I have a dataframe with date ranges in it, from which I'd like to create new rows representing each year encompassed by that range (including starting and ending year). It looks like this:
id start end
1 2000 2004
2 2005 2005
3 2005 2007
4 2001 2002
Where 'id' is a factor, 'start' and 'end' are dates.
But I need to expand the dataframe to look like this:
id year
1 2000
1 2001
1 2002
1 2003
1 2004
2 2005
3 2005
3 2006
3 2007
4 2001
4 2002
I've tried the approaches suggested here: Expand rows by date range using start and end date and here Generate rows between two dates in a dataframe. Specifically I ran:
library(data.table)
setDT(df)[, .(year = seq.Date(start, end, by = '1 year')), by = 'id']
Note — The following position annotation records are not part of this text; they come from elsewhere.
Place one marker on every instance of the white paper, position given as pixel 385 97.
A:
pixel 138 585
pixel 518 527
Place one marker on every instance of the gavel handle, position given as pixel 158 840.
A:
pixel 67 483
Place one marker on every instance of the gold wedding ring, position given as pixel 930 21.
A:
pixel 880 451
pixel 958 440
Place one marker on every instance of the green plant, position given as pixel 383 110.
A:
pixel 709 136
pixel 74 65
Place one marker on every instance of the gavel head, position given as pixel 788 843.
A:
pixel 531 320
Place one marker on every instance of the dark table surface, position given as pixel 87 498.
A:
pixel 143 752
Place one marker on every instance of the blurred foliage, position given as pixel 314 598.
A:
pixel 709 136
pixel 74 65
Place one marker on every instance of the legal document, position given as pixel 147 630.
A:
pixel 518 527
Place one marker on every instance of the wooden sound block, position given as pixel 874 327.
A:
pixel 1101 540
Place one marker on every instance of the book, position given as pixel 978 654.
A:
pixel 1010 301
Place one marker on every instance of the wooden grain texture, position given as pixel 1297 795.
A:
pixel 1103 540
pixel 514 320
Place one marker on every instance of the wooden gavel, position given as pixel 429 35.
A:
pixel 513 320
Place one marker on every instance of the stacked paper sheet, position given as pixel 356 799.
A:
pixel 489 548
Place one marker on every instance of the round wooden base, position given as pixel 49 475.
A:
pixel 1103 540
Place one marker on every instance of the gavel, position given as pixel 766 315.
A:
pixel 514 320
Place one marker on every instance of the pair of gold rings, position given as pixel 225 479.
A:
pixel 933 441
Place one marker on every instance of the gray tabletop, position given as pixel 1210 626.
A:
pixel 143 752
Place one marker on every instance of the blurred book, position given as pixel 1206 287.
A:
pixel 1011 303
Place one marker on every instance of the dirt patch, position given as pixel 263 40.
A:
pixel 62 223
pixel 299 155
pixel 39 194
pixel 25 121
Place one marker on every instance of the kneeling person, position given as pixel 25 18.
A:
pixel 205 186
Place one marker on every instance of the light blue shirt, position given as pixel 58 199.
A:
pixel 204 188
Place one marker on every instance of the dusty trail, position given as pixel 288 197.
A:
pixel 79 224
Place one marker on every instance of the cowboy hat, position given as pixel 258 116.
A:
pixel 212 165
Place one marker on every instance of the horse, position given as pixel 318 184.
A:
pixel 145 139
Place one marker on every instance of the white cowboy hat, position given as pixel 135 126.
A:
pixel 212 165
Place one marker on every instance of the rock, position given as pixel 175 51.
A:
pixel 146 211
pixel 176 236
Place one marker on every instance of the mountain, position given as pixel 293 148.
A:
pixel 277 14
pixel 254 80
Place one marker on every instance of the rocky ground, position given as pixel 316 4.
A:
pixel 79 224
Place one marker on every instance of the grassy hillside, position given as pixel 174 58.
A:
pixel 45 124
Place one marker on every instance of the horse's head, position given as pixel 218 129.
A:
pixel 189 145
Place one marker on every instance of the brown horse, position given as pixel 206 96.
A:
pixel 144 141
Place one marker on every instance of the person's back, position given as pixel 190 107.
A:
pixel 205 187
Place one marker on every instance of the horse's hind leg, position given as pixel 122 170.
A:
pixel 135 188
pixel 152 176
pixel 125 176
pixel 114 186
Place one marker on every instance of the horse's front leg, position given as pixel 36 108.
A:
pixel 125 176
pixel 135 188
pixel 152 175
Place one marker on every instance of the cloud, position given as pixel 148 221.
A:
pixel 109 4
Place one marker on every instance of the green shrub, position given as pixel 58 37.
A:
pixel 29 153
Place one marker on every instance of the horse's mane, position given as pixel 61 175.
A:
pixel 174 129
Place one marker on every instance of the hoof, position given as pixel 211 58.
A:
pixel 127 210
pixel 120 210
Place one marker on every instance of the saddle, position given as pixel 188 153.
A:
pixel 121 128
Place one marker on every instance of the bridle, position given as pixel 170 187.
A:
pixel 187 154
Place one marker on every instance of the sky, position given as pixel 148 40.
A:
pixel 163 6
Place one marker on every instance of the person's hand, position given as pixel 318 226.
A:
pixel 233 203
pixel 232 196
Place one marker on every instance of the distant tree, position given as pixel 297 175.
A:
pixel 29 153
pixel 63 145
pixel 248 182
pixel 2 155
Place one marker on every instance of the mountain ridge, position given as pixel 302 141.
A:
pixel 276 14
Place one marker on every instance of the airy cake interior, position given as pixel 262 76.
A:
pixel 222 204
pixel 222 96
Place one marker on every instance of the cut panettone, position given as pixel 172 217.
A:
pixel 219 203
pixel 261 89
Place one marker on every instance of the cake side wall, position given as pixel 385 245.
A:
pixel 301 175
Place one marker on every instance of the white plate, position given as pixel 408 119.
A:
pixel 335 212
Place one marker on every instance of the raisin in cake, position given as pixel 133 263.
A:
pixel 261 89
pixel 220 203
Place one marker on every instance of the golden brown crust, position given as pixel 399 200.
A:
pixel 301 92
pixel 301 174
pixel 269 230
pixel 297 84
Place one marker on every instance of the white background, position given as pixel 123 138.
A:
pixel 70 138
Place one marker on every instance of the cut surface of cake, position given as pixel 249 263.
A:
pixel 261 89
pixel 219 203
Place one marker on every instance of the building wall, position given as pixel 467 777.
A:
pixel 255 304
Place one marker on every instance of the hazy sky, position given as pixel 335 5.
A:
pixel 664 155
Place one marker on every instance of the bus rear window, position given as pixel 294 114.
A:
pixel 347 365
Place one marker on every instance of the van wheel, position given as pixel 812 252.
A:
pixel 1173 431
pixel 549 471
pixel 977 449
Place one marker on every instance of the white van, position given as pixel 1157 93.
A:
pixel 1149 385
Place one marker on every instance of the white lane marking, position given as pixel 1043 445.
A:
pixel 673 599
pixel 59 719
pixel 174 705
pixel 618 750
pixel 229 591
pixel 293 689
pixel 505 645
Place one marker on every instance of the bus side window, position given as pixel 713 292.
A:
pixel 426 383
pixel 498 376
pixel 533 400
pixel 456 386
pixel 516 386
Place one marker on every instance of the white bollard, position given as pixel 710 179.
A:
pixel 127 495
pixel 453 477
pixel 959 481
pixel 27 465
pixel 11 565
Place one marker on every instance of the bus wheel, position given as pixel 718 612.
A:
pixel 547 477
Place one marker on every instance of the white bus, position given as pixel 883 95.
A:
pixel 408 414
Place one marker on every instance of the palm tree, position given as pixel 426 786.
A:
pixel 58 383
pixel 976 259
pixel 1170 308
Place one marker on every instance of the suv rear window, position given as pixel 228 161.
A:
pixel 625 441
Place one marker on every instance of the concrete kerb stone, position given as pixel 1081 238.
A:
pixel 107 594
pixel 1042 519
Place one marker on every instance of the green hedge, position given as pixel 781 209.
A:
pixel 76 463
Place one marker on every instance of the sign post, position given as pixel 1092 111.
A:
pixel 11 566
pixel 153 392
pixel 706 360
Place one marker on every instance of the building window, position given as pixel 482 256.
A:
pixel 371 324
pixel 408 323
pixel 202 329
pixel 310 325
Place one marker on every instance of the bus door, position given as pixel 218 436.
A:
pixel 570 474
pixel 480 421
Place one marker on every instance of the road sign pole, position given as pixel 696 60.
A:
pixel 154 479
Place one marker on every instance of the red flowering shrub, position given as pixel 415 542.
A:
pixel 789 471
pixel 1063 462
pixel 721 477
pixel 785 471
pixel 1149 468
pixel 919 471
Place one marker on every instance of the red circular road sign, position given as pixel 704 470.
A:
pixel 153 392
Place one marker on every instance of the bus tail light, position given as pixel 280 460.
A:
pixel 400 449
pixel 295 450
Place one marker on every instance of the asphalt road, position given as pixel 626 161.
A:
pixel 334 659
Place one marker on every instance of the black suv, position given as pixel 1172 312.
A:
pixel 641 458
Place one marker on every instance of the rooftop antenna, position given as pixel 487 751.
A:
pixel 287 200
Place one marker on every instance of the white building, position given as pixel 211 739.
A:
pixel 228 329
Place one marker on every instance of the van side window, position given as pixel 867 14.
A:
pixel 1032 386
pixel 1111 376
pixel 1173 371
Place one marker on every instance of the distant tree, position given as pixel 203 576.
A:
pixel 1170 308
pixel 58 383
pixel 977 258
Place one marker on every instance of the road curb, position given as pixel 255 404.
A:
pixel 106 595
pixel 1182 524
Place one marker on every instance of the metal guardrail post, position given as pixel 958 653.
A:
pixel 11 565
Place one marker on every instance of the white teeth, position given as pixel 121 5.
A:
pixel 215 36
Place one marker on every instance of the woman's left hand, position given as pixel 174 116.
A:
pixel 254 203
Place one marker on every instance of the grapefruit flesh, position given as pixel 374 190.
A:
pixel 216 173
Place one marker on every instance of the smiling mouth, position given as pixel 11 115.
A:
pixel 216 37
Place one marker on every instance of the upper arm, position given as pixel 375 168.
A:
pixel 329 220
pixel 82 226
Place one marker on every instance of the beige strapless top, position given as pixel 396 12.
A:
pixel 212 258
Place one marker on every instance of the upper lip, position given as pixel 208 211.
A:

And also tried the dplyr approach:
library(dplyr)
library(purrr)
df_expanded <- df %>%
transmute(id, year = map2(start, end, seq, by = "year")) %>%
unnest %>%
distinct
Both attempts resulted in a similar error:
Error in seq.int(r1$year, to0$year, by) : wrong sign in 'by' argument
I have looked but I can't figure out why I am getting this error. I should mention that this error also happens with the full-dates in format YYYY-MM-DD. I'm not interested in the monthly or daily differences so I reformatted these to be YYYY only, but this code is still returning the error message.
Can anyone please help?